Land Banking:
Wikipedia.org: “Land banking
is the practice of purchasing land with the intent to hold on to it until such a
time as it is highly profitable to sell it on to others for substantially more than
was initially paid. Land is becoming increasingly popular as an investment
due to the benefit of it being a tangible asset as opposed to Shares or Bonds.
This type of investment has gained such popularity it is now possible to land bank
worldwide and there are several firms set up to offer opportunities to do so.
Parcels of land desirable for “Land Banking”
are those that lie directly in the growth path of rapidly developing cities. The
initial goal is to buy undeveloped land that will increase in value because it lies
in the path of urban growth. The key is to identify these parcels well in advance
of the developers and wait for their values to mature. With diligent research, financing
and managing of a land banked property, one can realize a [potentially] handsome profit upon the
sale.
Land Banking primarily focuses on the purchase
of strategically located raw land in the path of development.”

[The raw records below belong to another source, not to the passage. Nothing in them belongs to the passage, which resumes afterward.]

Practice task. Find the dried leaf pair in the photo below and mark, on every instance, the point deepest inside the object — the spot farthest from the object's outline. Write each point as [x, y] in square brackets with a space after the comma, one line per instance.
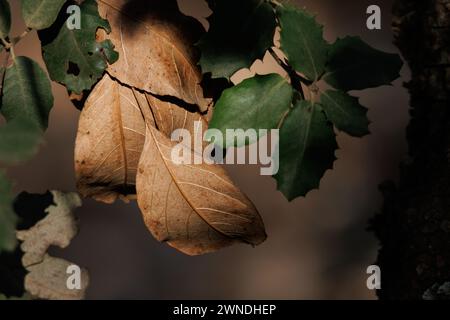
[123, 148]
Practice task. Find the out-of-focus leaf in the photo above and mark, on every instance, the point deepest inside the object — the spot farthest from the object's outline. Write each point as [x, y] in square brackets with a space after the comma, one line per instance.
[354, 65]
[5, 19]
[8, 219]
[27, 93]
[47, 277]
[19, 141]
[240, 33]
[74, 57]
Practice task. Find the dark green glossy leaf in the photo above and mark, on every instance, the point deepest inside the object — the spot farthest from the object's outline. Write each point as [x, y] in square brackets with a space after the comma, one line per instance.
[256, 103]
[5, 19]
[346, 113]
[40, 14]
[240, 33]
[302, 41]
[307, 150]
[19, 141]
[354, 65]
[8, 218]
[26, 93]
[74, 58]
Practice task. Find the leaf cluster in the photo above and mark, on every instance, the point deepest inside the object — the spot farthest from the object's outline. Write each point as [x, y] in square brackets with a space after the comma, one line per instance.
[309, 102]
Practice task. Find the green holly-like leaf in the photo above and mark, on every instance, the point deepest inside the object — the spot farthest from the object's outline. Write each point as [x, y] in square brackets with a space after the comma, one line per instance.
[5, 19]
[74, 58]
[8, 218]
[256, 103]
[346, 113]
[19, 141]
[27, 93]
[354, 65]
[40, 14]
[307, 150]
[302, 41]
[240, 33]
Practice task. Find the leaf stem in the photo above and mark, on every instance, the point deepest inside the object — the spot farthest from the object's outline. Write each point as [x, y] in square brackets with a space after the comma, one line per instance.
[23, 35]
[3, 71]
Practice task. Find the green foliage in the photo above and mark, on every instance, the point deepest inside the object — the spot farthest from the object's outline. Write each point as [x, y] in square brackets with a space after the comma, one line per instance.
[19, 141]
[307, 139]
[307, 150]
[345, 112]
[240, 33]
[8, 219]
[354, 65]
[257, 103]
[74, 58]
[5, 19]
[40, 14]
[302, 41]
[25, 89]
[26, 92]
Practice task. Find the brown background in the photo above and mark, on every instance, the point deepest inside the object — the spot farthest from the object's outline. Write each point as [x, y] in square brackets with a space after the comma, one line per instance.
[317, 247]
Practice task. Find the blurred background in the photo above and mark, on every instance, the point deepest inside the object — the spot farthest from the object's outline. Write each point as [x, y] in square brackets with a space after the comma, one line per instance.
[318, 247]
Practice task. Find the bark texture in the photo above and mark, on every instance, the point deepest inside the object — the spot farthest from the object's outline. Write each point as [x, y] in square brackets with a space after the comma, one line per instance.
[414, 226]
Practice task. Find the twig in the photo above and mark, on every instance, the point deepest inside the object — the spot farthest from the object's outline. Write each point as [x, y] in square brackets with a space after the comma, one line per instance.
[296, 79]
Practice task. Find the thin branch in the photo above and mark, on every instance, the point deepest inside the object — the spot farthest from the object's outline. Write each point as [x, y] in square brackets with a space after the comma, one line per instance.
[23, 35]
[296, 79]
[3, 71]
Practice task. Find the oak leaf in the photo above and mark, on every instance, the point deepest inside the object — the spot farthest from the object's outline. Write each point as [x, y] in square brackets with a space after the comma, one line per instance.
[111, 137]
[47, 275]
[156, 49]
[124, 142]
[194, 208]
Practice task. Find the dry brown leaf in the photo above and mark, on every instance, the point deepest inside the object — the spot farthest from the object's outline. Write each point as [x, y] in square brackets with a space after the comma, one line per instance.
[47, 275]
[155, 42]
[47, 280]
[111, 135]
[194, 208]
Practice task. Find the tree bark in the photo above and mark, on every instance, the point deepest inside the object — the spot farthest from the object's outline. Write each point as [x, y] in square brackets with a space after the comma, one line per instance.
[414, 226]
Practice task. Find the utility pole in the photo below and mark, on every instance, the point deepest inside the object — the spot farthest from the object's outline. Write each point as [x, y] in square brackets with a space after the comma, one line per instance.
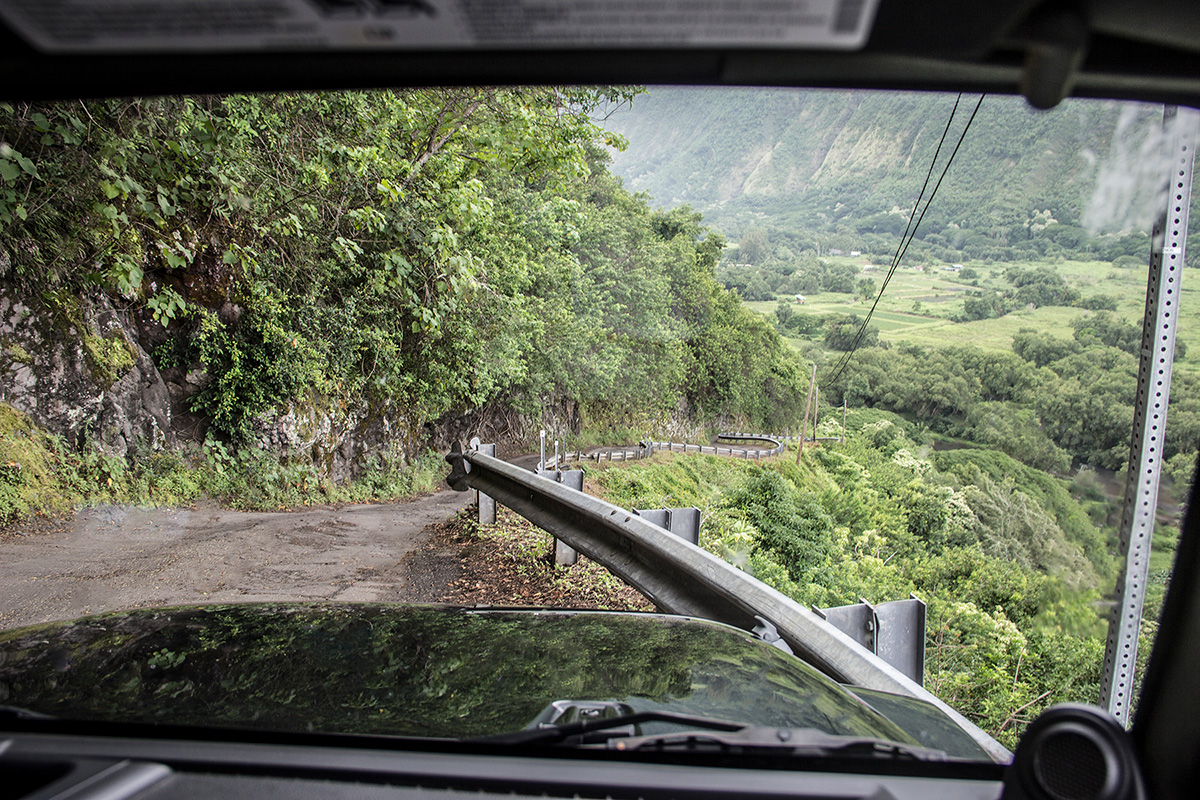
[1163, 294]
[816, 409]
[808, 404]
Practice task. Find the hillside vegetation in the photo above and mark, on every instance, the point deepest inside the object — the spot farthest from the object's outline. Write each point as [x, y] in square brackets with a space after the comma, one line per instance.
[1005, 558]
[420, 256]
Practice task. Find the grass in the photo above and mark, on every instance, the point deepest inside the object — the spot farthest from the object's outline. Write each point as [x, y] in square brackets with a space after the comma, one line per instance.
[919, 306]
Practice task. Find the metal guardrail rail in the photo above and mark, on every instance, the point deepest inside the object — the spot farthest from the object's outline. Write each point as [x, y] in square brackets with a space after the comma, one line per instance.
[682, 578]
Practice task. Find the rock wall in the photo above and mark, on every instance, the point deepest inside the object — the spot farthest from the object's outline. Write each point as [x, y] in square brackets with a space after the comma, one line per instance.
[75, 366]
[81, 367]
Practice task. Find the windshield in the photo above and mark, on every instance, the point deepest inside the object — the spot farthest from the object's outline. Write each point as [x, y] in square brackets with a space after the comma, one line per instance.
[240, 335]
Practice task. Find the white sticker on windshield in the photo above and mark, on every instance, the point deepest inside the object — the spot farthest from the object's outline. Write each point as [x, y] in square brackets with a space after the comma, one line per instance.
[216, 25]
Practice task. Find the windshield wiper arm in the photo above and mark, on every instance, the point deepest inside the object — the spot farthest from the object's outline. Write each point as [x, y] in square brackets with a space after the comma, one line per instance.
[711, 733]
[552, 734]
[795, 741]
[17, 713]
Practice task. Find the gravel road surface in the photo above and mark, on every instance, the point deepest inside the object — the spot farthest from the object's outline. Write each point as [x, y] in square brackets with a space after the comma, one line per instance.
[113, 558]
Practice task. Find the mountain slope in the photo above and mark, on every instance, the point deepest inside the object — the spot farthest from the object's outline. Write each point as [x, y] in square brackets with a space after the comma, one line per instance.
[829, 160]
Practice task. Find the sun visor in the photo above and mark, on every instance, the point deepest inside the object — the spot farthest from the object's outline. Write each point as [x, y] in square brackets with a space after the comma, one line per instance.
[100, 26]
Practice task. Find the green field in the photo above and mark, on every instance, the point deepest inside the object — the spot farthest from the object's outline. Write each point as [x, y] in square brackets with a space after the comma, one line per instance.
[919, 305]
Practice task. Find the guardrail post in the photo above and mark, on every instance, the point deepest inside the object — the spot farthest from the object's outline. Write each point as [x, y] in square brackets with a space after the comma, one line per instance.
[485, 504]
[565, 554]
[683, 523]
[894, 631]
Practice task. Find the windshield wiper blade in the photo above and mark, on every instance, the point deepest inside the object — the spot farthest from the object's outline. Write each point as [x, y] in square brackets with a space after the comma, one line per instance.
[552, 734]
[795, 741]
[17, 713]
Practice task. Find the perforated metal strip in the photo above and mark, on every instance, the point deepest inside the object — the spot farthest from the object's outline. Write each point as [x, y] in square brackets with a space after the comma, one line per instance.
[1150, 415]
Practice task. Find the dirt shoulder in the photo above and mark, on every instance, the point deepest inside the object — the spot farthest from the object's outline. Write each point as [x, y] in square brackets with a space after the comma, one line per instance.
[112, 558]
[508, 564]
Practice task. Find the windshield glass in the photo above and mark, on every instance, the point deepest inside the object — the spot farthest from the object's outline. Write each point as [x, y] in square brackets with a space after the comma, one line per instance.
[240, 334]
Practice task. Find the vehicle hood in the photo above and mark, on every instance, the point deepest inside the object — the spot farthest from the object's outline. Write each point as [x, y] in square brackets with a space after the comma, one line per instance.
[413, 671]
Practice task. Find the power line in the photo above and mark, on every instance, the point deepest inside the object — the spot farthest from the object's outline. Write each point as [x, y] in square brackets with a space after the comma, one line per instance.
[903, 246]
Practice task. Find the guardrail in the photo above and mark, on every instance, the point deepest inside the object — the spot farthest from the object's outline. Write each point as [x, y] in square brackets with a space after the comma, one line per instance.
[682, 578]
[648, 447]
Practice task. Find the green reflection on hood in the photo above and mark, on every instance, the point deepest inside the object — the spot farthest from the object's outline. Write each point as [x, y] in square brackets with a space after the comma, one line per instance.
[408, 669]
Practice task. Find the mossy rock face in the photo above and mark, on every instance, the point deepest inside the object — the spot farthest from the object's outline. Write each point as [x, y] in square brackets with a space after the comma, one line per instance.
[73, 366]
[28, 479]
[111, 356]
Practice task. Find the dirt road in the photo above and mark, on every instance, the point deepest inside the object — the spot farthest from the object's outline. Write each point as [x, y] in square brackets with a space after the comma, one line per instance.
[119, 557]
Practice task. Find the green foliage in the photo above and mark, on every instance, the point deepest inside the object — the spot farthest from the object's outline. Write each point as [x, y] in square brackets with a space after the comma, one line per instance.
[995, 548]
[791, 525]
[841, 334]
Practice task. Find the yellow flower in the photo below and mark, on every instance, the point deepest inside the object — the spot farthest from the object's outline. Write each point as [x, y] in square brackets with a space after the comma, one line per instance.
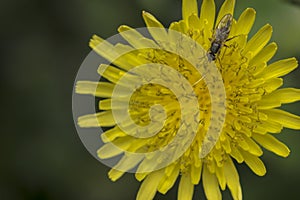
[253, 98]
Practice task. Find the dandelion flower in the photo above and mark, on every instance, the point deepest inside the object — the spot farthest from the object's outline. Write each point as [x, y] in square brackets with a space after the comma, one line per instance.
[253, 99]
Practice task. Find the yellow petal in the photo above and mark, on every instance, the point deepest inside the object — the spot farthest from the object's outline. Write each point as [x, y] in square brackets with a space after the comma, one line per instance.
[168, 181]
[226, 8]
[272, 144]
[278, 97]
[207, 14]
[232, 179]
[235, 153]
[196, 174]
[127, 162]
[111, 134]
[245, 22]
[189, 7]
[148, 188]
[114, 174]
[279, 68]
[253, 147]
[160, 34]
[285, 118]
[110, 73]
[254, 163]
[221, 177]
[259, 40]
[109, 150]
[98, 89]
[101, 119]
[210, 185]
[136, 39]
[186, 188]
[272, 84]
[264, 55]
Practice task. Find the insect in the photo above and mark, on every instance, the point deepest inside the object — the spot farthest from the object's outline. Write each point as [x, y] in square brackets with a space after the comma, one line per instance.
[220, 36]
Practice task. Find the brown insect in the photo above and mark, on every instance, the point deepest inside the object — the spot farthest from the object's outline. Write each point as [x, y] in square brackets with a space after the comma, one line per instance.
[220, 36]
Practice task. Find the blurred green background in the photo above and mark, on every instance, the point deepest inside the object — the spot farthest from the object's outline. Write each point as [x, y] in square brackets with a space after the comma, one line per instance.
[42, 46]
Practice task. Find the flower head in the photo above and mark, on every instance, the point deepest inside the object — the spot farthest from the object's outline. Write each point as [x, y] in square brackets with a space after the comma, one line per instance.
[250, 87]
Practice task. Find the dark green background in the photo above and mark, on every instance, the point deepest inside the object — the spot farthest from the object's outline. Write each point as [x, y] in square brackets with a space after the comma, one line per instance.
[42, 46]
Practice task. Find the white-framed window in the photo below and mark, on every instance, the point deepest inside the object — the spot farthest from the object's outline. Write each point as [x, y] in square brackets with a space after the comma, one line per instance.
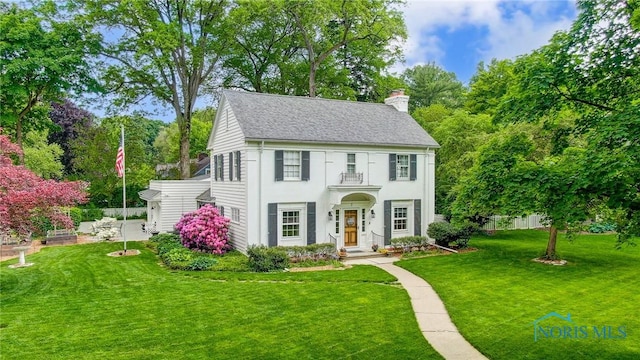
[402, 167]
[236, 165]
[292, 223]
[219, 164]
[291, 165]
[400, 218]
[351, 163]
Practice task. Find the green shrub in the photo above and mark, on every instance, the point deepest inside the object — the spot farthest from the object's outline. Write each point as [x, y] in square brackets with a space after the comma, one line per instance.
[310, 252]
[201, 263]
[409, 241]
[164, 237]
[599, 228]
[178, 258]
[232, 261]
[76, 216]
[92, 214]
[264, 259]
[445, 233]
[41, 225]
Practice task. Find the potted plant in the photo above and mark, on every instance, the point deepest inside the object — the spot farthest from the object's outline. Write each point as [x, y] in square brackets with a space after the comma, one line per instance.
[342, 252]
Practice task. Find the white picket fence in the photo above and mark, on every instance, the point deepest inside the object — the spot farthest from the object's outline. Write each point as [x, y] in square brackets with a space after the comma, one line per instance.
[115, 212]
[498, 222]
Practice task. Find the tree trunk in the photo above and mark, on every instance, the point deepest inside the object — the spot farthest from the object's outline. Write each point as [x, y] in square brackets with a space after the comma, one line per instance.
[185, 133]
[312, 79]
[19, 138]
[551, 246]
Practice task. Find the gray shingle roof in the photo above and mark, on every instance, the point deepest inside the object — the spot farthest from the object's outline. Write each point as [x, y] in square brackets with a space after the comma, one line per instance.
[303, 119]
[149, 195]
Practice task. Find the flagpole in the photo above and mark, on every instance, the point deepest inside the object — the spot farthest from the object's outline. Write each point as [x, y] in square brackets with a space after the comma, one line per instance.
[124, 192]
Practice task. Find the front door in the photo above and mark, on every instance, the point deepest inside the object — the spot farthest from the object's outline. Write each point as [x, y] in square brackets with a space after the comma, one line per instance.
[351, 228]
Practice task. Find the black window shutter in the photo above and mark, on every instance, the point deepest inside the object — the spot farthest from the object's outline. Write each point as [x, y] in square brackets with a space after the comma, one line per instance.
[231, 166]
[311, 223]
[417, 217]
[272, 223]
[221, 167]
[305, 165]
[387, 222]
[392, 167]
[279, 165]
[215, 167]
[413, 166]
[239, 168]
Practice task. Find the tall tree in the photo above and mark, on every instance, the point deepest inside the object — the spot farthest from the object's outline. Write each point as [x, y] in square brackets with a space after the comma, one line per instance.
[460, 135]
[513, 177]
[430, 84]
[95, 153]
[24, 196]
[164, 50]
[167, 142]
[41, 157]
[592, 70]
[326, 26]
[488, 86]
[68, 119]
[261, 46]
[41, 60]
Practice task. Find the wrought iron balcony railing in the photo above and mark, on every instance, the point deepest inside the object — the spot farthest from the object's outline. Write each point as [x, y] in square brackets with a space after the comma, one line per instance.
[351, 178]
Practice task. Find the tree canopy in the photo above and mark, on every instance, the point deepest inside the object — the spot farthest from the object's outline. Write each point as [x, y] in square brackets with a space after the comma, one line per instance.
[41, 60]
[583, 91]
[429, 84]
[24, 196]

Typically these types of investments were outside
the reach of individual investors. In the past Land Banking was only within
the reaches of:
- Governments
- Pension Funds/Institutions
- Large Corporations
- Developers/Home Builders
- Wealthy Families
Now Land Banking is within the reaches of individual
investors.
Typical land owners sit on raw land and sell for a profit in the future,
however there are other steps beyond ‘sitting on land’. These other steps are known as entitling or zoning the
land prior to developing the land for commercial or residential use. It is
laborious and lengthy process whereby the land bank company must meet with state
and local municipalities, create and provide detailed schedules and obtaining the
proper permits to entitle the land or zone. During this process attorneys, architects,
landscape architects, surveyors, civil engineers, geotechnical and environmental
consultants and site development contractors must be consulted.
The typical entitlement process can take anywhere
from 1-2 years before any piece of dirt is ever moved. And this is where the most
profits are realized since the average investor does not have the finances, resources,
and time to take raw land to the next stage.
Since raw land does not for the most part generate
cash flow, any gains are deferred until the land is sold is typically taxed at long
term capital gain rates (investors should seek their own tax and legal counsel).